I think the main problem here is that they are being constantly lowered by buyouts, instead of defined sales. Because prices are constantly accepted via unsold buyouts instead of defined sales, that naturally causes backpack.tf to be behind, which is the main reason why the vintage prices on hats are so unreliable. There is a reason why unsold buyouts are no longer valid proof alone for unusuals. And the more suggestions being accepted by buyouts, the more backpack.tf gets behind, causing the illusion of backpack.tf "leading" the market, when actuality backpack.tf is really behind and the true market value can only be found to people that search for defined sales.

 

No, I'm not buying "it's hard to sell" excuse.
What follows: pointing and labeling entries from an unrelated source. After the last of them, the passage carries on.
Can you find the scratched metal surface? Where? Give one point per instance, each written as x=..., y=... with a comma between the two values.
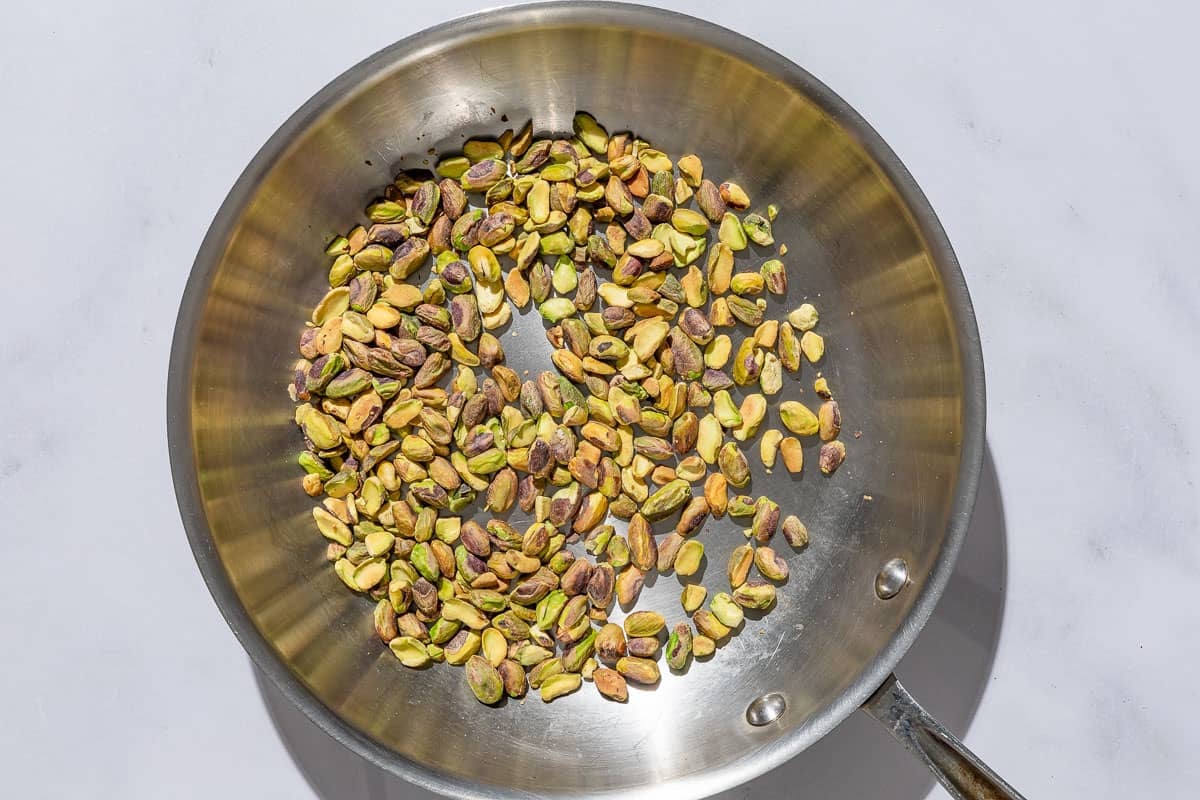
x=901, y=356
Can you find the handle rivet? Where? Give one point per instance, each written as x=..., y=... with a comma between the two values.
x=892, y=578
x=766, y=709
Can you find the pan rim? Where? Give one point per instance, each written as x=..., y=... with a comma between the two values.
x=180, y=372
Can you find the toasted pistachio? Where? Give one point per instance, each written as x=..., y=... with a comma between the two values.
x=731, y=234
x=640, y=671
x=666, y=500
x=709, y=435
x=831, y=456
x=693, y=516
x=693, y=596
x=744, y=311
x=725, y=411
x=643, y=647
x=829, y=420
x=795, y=531
x=813, y=346
x=719, y=313
x=689, y=558
x=484, y=680
x=798, y=419
x=743, y=505
x=709, y=626
x=733, y=464
x=739, y=563
x=411, y=651
x=755, y=594
x=771, y=564
x=667, y=551
x=629, y=585
x=514, y=678
x=753, y=411
x=726, y=611
x=575, y=581
x=793, y=456
x=766, y=521
x=600, y=585
x=735, y=196
x=804, y=318
x=558, y=685
x=768, y=446
x=643, y=624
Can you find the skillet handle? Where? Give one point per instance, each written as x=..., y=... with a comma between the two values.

When kritz reached to low 30 keys and jumped to 50 keys, kritz were selling pretty well at the suggested price slightly higher. (less than 3 days afaik) Demand can do whatever it wants.

 

tl;dr, backpack.tf is not leading the market, it's just severely behind. What I think can solve the problem is using a bigger bump. Two examples I can think of.

 

http://backpack.tf/stats/Strange/Kritzkrieg/Tradable/Craftable - In Jan 8th, kritz was 40-42 keys  and then in Jan 15 it got a fat bump to 48-51. Then it had a couple adjustments here and there, but it had a stable price for a whopping 4 months.

 

http://backpack.tf/stats/Unique/Mann%20Co.%20Supply%20Crate%20Key/Tradable/Craftable/0 - when keys got the biggest bump ever to this date, (6.44-6.55 to 6.77-6.88) it had one more adjustment to 7 months flat and had the longest stable price according to the chart, whopping 2 months.

 

Of course, there are a few exceptions here and there, but it's the TF2 economy, anything can happen. I'm just basing it off of what I think is most logical.

 

I think the prime solution with no silly cooldown rule or whatever shenanigans would be not accepting too conservative bumps. All the cooldown rule does to my eyes is making backpack.tf more unreliable and ignoring the true market price..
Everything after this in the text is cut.